INTRODUCTION

In 2014, during a survey of the projected route for the Crimean bridge at the bottom of the Kerch Bay near Cape Ak-Burun, a large accumulation of fragments of pottery, dating mainly from the VI century BC—V century AD was found. As a result of underwater excavations in 2015–2017, carried out by the expedition of the Institute of Archeology of the Russian Academy of Sciences, about 70 000 archaeological objects were recovered from the sea: mainly container, kitchen, table and building ceramics, lamps, lutheria, and terracotta [1]. It was found that these objects belonging to the cultural layer of the port of Panticapaeum, had originally deposited at the bottom of the Genoese harbor of Kerch and had been moved to Cape Ak-Burun during dredging. This cultural layer was damaged and mixed by displacement, but has retained its scientific significance, as it contains many highly preserved items, showing a wide range of pottery imports from Panticapaeum throughout its history. Due to the long stay of these objects in the conservation layer of bottom sediments, many of them retained the remains of organic substances, probably the products contained in them or waterproofing coatings.
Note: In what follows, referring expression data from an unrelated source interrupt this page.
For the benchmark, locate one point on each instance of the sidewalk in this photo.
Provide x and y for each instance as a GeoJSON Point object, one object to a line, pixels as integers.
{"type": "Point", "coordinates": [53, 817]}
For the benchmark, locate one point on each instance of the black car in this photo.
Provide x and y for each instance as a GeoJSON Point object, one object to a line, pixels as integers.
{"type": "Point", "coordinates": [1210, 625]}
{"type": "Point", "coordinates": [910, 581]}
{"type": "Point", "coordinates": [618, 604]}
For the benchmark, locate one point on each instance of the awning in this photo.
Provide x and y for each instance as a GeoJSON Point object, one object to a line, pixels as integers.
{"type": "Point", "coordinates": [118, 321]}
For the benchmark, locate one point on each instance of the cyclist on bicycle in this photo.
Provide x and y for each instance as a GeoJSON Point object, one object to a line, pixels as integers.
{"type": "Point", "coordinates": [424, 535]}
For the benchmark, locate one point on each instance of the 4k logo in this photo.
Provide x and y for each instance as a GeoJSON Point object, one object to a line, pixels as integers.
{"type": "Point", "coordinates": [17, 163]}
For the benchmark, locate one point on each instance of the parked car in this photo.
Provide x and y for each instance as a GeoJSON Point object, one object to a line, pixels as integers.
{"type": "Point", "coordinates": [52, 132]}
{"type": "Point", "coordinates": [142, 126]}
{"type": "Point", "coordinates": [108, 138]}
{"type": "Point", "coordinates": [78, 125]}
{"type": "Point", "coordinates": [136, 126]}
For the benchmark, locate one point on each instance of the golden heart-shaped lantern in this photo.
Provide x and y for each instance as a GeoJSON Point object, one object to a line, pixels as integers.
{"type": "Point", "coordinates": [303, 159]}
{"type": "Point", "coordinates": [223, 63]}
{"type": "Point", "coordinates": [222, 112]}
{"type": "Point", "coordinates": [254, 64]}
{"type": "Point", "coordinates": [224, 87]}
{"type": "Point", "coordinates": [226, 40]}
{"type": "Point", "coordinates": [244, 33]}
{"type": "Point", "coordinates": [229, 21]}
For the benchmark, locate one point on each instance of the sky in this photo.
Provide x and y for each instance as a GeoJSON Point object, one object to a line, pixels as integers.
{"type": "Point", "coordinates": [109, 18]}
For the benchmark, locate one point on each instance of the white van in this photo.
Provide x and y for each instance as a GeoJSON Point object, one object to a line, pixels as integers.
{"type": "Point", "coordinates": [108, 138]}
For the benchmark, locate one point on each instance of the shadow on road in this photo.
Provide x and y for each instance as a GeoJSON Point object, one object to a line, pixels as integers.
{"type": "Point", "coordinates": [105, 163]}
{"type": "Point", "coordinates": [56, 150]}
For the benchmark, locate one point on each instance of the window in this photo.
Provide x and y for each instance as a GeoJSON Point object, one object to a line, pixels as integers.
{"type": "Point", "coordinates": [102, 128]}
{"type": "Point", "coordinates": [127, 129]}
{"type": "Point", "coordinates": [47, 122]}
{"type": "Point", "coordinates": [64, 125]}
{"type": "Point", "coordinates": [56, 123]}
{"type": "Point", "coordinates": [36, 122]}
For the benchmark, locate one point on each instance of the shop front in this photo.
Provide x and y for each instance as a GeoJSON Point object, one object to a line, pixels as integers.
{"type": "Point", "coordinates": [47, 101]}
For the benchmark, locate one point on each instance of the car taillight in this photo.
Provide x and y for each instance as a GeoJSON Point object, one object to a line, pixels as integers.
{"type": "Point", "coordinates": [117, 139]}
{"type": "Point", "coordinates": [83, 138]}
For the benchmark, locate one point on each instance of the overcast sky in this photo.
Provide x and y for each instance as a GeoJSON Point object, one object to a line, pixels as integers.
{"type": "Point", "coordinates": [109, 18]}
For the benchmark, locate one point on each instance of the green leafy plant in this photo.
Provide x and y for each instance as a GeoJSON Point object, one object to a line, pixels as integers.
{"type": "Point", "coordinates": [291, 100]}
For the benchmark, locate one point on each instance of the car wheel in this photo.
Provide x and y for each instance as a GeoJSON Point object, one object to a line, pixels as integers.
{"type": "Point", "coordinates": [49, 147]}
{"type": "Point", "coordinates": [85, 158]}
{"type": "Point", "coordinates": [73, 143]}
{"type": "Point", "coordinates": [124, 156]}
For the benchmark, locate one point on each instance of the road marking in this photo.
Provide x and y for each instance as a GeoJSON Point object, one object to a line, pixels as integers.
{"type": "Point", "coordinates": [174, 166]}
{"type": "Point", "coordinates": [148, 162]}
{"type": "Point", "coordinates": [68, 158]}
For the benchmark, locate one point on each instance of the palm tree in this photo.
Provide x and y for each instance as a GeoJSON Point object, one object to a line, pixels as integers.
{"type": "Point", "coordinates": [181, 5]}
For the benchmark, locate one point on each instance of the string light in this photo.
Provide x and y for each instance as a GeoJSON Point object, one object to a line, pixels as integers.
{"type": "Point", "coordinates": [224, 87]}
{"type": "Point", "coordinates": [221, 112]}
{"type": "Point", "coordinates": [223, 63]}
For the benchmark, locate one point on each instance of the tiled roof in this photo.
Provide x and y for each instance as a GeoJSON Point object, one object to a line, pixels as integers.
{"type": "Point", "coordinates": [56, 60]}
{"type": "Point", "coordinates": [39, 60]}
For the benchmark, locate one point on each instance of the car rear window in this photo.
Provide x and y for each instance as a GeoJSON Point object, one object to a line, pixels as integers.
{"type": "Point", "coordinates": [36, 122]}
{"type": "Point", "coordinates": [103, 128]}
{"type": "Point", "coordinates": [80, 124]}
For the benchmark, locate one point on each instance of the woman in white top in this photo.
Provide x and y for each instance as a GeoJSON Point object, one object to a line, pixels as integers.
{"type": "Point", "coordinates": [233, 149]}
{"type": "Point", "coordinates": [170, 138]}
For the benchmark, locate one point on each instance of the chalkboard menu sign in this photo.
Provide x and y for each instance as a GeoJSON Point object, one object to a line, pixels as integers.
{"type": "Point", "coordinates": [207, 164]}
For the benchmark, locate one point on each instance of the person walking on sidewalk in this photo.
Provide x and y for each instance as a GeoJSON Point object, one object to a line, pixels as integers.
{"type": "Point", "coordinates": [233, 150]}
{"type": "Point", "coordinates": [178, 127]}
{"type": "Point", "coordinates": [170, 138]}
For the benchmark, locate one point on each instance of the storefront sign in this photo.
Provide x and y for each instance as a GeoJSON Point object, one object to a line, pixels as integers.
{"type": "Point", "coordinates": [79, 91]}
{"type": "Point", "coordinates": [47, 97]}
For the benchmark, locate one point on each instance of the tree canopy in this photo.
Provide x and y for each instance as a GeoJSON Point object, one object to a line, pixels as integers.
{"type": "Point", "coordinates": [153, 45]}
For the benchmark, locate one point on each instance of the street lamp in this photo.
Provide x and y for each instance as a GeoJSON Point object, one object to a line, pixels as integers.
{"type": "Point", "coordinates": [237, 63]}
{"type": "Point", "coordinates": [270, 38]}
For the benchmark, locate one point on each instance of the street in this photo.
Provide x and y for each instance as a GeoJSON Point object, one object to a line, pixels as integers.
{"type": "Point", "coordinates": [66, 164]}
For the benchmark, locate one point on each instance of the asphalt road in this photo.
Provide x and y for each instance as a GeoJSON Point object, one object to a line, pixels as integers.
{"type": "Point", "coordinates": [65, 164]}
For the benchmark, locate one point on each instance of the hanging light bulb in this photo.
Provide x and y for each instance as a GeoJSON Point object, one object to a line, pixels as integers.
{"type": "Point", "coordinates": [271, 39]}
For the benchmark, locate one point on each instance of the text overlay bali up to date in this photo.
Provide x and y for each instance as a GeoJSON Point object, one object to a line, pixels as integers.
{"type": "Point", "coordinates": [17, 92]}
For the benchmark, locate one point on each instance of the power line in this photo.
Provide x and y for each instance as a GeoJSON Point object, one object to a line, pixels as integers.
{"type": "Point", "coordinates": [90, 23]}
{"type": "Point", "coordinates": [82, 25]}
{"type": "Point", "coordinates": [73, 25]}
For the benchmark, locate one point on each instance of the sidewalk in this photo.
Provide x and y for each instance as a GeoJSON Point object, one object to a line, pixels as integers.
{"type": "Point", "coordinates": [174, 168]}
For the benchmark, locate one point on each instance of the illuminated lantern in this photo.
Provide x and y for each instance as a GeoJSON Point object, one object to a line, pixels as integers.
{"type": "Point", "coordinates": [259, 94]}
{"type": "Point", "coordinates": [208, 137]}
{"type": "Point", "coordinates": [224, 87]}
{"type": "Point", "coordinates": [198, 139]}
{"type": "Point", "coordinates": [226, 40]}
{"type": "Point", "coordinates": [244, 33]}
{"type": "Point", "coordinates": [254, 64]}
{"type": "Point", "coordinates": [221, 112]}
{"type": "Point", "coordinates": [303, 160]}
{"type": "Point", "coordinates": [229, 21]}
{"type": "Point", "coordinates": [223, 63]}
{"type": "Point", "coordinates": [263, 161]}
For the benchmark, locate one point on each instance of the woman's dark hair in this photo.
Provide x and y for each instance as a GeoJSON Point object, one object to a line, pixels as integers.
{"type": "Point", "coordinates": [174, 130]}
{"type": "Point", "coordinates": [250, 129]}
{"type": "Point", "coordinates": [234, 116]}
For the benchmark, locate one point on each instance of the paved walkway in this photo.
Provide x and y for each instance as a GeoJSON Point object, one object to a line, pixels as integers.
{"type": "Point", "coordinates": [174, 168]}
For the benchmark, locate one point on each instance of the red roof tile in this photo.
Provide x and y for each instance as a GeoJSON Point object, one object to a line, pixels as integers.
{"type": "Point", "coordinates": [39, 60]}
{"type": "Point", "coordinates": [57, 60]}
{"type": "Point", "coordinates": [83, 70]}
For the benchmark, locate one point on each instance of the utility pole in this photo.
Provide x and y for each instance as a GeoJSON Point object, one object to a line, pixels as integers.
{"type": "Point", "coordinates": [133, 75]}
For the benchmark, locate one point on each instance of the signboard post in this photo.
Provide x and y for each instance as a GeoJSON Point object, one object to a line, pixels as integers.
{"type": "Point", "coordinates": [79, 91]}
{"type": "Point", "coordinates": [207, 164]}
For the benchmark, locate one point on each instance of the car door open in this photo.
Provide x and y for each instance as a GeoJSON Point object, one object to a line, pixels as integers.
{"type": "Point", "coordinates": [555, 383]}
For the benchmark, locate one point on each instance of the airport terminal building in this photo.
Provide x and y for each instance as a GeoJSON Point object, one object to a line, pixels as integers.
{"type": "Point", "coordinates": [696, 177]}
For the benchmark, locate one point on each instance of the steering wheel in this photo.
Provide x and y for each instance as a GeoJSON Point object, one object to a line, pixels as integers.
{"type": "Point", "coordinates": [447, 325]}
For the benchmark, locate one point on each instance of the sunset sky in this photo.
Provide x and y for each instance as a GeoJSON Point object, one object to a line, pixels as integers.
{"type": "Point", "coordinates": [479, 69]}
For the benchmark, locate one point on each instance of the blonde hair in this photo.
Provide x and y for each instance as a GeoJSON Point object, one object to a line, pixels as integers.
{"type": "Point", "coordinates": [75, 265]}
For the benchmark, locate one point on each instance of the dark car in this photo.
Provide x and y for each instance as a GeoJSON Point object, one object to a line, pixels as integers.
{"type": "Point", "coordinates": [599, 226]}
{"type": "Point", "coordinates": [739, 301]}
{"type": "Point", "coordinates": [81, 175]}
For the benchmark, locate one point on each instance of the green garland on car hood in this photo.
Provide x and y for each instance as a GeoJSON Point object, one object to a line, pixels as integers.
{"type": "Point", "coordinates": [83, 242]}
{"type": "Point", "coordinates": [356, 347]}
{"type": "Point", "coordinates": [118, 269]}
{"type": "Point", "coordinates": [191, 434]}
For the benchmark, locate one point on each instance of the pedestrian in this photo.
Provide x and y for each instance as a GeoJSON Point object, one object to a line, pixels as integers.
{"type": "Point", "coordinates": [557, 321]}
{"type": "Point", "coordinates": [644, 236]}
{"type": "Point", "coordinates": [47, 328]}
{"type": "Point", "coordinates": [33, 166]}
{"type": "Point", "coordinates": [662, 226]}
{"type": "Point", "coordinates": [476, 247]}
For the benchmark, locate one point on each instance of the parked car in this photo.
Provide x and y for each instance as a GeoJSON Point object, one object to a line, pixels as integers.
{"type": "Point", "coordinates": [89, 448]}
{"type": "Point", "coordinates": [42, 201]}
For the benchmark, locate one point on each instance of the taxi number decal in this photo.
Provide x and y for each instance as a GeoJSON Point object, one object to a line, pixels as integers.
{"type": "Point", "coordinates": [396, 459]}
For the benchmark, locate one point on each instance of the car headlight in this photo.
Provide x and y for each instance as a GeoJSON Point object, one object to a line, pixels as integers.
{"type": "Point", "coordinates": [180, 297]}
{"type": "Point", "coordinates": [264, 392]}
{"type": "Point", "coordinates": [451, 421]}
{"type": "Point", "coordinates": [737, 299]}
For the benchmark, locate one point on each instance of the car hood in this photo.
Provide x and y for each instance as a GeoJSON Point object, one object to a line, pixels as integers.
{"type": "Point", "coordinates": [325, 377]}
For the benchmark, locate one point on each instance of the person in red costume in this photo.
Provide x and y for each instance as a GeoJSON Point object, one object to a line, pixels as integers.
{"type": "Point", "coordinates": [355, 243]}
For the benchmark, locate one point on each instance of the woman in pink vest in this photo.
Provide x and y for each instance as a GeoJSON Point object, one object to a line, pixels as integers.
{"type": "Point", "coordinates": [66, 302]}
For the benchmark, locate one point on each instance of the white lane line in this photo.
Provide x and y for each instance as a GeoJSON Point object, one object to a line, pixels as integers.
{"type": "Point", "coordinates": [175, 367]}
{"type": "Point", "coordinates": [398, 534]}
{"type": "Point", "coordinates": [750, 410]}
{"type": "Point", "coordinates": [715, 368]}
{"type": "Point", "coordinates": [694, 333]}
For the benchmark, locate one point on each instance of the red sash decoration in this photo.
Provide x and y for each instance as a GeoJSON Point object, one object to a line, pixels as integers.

By now detailed typologies have been developed for most forms of amphora containers, areas and periods of production have been determined, but it is rarely possible to convincingly establish the type of products contained in them: after being in the ground for a long time, organic remains usually do not remain. Often it is not even possible to establish whether a vessel has been subjected to resin to increase its waterproofing properties.

The discovery of a large series of amphora containers of different times and different types with the remains of the products contained in it, brought to Panticapaeum from a number of manufacturing centers of the Mediterranean and Asia Minor, allows to obtain unique data on the composition of Bosporan imports.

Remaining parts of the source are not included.